Duffy's "Maximum Security" to Exhibit at the Visual Arts Center of New Jersey

Elizabeth Duffy

The work of Elizabeth Duffy, Associate Professor of Art and University Core Professor, was featured in a major exhibition, “Maximum Security” at the Visual Arts Center of New Jersey from April 17-June 26, 2016, curated by Mary Birmingham, which also included an Artist's Talk by Duffy. 

The exhibition includes six quilts Duffy created in 2015 and 2016, who writes of the work, “Quilts immediately bring to mind ideas of home, comfort and security. As heirlooms, they carry narratives that are otherwise forgotten. Bringing these two seemingly polarizing forms together allows me to highlight the costs borne by societies deeply invested in incarceration.

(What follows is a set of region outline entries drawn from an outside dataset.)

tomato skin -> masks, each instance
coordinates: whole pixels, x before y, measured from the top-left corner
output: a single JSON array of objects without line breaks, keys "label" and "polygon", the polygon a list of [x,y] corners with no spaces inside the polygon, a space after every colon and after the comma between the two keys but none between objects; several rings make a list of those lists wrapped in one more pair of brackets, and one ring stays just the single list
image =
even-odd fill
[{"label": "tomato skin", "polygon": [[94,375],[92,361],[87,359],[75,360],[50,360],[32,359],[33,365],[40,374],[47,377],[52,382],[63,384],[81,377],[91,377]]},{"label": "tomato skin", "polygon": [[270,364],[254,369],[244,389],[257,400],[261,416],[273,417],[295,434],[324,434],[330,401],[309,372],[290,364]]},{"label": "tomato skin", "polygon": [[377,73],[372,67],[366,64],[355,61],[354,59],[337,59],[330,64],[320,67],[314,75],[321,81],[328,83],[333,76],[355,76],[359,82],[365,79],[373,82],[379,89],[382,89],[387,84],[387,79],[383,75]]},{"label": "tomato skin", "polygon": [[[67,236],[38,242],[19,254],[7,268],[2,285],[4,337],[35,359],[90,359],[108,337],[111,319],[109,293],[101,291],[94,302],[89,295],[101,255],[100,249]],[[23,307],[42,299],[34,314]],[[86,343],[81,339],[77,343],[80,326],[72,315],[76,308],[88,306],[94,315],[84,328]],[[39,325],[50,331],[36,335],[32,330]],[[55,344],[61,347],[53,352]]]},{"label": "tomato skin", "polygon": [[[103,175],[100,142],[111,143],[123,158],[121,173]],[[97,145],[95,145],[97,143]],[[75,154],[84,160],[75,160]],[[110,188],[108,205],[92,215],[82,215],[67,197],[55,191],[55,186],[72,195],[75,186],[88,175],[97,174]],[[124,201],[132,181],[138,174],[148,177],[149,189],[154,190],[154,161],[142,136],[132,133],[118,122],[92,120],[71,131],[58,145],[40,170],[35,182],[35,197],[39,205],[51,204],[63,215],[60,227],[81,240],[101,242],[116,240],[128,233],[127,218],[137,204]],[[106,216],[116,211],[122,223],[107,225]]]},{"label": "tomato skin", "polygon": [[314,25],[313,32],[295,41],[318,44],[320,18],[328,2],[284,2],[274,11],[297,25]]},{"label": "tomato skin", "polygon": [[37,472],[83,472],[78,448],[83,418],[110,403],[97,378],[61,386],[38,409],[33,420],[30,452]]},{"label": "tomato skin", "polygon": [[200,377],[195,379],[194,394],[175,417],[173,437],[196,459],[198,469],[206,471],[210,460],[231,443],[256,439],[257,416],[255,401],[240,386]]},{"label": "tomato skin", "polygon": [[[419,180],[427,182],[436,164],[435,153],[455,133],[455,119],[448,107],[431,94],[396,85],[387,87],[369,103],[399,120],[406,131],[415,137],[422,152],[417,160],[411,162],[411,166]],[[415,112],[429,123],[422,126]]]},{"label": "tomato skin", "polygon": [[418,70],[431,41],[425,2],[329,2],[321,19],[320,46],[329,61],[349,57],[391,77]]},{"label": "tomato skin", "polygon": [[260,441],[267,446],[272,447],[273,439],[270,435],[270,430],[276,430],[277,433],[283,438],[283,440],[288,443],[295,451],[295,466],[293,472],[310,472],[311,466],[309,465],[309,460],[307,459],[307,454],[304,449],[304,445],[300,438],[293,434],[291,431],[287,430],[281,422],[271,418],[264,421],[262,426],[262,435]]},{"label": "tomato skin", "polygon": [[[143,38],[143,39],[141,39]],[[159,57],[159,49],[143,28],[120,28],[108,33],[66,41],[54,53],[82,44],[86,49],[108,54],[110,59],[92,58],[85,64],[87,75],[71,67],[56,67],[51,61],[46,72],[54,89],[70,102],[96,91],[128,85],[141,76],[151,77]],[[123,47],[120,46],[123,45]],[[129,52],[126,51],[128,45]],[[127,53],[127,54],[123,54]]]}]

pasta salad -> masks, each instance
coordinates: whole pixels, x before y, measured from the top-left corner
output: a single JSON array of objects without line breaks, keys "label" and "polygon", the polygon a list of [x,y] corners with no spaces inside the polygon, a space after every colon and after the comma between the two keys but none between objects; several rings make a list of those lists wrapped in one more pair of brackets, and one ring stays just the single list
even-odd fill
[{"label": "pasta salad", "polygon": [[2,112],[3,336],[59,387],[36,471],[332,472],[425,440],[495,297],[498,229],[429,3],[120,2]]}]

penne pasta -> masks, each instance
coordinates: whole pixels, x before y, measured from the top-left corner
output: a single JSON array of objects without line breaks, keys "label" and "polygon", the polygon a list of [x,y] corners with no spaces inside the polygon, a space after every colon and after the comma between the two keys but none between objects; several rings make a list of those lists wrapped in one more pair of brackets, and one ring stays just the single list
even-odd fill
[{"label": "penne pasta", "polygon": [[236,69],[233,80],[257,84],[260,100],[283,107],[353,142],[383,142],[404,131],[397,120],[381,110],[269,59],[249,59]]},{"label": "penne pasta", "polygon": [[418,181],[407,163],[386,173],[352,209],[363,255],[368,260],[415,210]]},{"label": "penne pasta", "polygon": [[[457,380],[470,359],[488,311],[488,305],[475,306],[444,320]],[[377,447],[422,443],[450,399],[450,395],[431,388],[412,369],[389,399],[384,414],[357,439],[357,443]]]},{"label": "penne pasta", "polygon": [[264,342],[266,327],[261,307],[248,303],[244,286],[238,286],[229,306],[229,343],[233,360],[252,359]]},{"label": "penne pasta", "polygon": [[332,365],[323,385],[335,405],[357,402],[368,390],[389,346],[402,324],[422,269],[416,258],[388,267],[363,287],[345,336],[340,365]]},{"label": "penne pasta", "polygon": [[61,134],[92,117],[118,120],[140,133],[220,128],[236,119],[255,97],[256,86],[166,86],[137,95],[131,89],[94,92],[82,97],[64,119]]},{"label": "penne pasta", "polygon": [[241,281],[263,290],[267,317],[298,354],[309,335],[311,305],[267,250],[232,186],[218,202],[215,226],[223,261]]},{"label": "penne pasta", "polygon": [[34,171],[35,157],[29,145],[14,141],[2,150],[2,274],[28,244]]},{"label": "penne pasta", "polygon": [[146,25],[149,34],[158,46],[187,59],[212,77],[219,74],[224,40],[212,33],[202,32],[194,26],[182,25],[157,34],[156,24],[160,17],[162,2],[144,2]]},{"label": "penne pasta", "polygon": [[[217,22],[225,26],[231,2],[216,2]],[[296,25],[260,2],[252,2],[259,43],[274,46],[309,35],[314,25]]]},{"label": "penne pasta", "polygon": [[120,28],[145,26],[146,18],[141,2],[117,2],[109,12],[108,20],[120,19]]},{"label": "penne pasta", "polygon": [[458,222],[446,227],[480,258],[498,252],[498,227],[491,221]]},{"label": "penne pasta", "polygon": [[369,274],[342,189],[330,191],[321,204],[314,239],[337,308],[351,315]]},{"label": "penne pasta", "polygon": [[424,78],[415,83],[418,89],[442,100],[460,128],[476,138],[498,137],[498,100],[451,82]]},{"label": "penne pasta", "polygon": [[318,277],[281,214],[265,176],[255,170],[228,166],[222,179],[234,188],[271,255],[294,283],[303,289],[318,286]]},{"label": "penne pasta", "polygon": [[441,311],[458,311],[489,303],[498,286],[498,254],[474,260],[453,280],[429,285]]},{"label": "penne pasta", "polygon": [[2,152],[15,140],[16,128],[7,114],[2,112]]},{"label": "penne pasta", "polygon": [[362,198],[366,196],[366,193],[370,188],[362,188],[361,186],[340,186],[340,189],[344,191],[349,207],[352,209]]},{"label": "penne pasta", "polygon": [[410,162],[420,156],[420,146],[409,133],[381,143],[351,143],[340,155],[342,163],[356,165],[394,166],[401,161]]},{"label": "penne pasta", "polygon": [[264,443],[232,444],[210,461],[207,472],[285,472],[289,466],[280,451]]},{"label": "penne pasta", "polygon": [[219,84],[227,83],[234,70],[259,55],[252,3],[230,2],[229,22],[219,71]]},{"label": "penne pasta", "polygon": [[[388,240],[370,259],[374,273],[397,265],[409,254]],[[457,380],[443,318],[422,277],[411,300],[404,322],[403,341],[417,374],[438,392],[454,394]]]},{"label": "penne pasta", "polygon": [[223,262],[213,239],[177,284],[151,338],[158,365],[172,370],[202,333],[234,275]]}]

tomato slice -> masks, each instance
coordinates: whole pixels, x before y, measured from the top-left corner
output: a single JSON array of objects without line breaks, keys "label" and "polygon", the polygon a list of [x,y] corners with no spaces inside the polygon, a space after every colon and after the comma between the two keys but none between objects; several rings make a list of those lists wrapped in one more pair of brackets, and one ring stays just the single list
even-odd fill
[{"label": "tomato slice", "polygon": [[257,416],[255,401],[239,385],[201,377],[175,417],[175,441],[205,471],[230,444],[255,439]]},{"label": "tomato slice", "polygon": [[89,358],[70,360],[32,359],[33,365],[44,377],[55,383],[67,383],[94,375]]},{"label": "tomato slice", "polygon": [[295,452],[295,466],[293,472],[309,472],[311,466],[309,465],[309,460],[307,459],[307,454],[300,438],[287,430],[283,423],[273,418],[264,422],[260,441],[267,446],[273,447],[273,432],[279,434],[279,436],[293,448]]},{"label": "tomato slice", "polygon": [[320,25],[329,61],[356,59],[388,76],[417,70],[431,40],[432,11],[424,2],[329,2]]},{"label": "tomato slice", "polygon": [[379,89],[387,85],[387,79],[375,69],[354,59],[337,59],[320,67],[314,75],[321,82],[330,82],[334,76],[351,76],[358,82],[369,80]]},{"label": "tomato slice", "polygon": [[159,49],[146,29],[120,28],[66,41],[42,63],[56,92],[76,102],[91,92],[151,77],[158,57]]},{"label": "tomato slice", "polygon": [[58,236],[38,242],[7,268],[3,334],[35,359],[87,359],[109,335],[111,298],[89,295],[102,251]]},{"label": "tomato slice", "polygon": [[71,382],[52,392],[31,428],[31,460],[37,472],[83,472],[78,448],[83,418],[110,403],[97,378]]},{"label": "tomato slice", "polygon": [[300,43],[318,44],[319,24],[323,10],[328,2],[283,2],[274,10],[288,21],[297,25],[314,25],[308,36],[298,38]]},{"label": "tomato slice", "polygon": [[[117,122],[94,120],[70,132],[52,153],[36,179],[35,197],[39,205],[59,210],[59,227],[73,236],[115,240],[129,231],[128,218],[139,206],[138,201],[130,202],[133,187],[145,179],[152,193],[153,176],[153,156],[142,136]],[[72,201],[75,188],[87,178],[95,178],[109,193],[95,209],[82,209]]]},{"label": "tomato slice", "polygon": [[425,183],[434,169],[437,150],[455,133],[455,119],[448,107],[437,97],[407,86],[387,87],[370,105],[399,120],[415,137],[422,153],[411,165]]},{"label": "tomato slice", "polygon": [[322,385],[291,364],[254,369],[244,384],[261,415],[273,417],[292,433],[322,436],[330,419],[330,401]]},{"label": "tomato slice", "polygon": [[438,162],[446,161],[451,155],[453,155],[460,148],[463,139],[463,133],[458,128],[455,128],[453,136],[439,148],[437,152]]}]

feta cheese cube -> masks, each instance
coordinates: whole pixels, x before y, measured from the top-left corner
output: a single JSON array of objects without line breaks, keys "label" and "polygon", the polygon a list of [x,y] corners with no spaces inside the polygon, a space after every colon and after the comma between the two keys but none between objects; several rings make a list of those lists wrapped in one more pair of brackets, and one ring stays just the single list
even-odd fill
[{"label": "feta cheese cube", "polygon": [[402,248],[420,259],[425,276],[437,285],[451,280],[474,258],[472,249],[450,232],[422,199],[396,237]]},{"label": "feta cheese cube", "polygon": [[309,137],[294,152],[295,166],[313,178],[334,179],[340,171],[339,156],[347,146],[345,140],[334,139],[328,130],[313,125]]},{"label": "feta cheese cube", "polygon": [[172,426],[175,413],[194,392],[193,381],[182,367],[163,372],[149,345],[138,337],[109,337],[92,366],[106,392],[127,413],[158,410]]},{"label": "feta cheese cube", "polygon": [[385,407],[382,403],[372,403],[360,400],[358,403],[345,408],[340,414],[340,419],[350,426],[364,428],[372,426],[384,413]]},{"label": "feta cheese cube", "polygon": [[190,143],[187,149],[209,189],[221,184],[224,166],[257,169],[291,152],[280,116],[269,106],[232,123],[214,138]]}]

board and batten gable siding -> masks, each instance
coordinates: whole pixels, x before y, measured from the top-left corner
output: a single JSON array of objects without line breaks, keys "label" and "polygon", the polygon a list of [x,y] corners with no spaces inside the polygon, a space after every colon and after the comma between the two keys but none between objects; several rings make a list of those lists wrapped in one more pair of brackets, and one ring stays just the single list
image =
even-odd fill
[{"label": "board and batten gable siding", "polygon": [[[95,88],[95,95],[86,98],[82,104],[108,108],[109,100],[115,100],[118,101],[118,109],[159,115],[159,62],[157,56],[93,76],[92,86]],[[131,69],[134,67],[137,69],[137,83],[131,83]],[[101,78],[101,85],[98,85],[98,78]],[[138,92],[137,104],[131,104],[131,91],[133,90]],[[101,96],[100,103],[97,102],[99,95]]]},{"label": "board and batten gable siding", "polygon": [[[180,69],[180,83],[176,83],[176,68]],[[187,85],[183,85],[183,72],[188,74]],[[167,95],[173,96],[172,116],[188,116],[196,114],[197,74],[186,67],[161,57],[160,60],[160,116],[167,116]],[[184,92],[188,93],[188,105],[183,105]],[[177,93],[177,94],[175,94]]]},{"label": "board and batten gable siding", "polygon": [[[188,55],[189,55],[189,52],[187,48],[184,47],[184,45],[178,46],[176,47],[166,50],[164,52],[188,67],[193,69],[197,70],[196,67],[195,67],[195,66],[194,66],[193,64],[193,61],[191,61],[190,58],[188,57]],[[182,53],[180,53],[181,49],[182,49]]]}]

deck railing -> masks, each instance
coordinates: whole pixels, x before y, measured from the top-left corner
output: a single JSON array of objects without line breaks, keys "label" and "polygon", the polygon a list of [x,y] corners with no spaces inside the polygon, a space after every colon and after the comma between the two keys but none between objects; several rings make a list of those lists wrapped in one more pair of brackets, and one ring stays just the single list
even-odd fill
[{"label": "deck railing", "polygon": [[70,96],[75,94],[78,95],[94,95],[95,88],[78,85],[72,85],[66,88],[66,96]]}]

By making works that meld homespun process with information hidden from the public sphere, I am drawing attention to our society’s increasing erosion of private space and our collective comfort in incarcerating a significant percentage of our population.”

Birmingham writes of the work, “…a closer consideration of these objects will lead visitors to question how we define privacy, what we protect, and why. The initial comfort we feel is disrupted by Duffy’s intervention that mixes ideas about public prisons and private spaces. If visitors find the experience somewhat unnerving, that is exactly the point.” Works in the exhibition include Spike Island (2015), P is for Panopticon, Maximum Security Quilt (2016), Riker’s Island (six archival pigment prints); In Memory of Kalief Browder: Maximum Security, Riker’s Island (2016), Values Study: Florence ADS (a, b, c) (2016); Wallpaper 2016.  The Visual Arts Center of New Jersey is supported by the New Jersey State Council on the Arts Department of State, the Will Family Foundation, the Geraldine R. Dodge Foundation, the WJS Foundation, members and donors.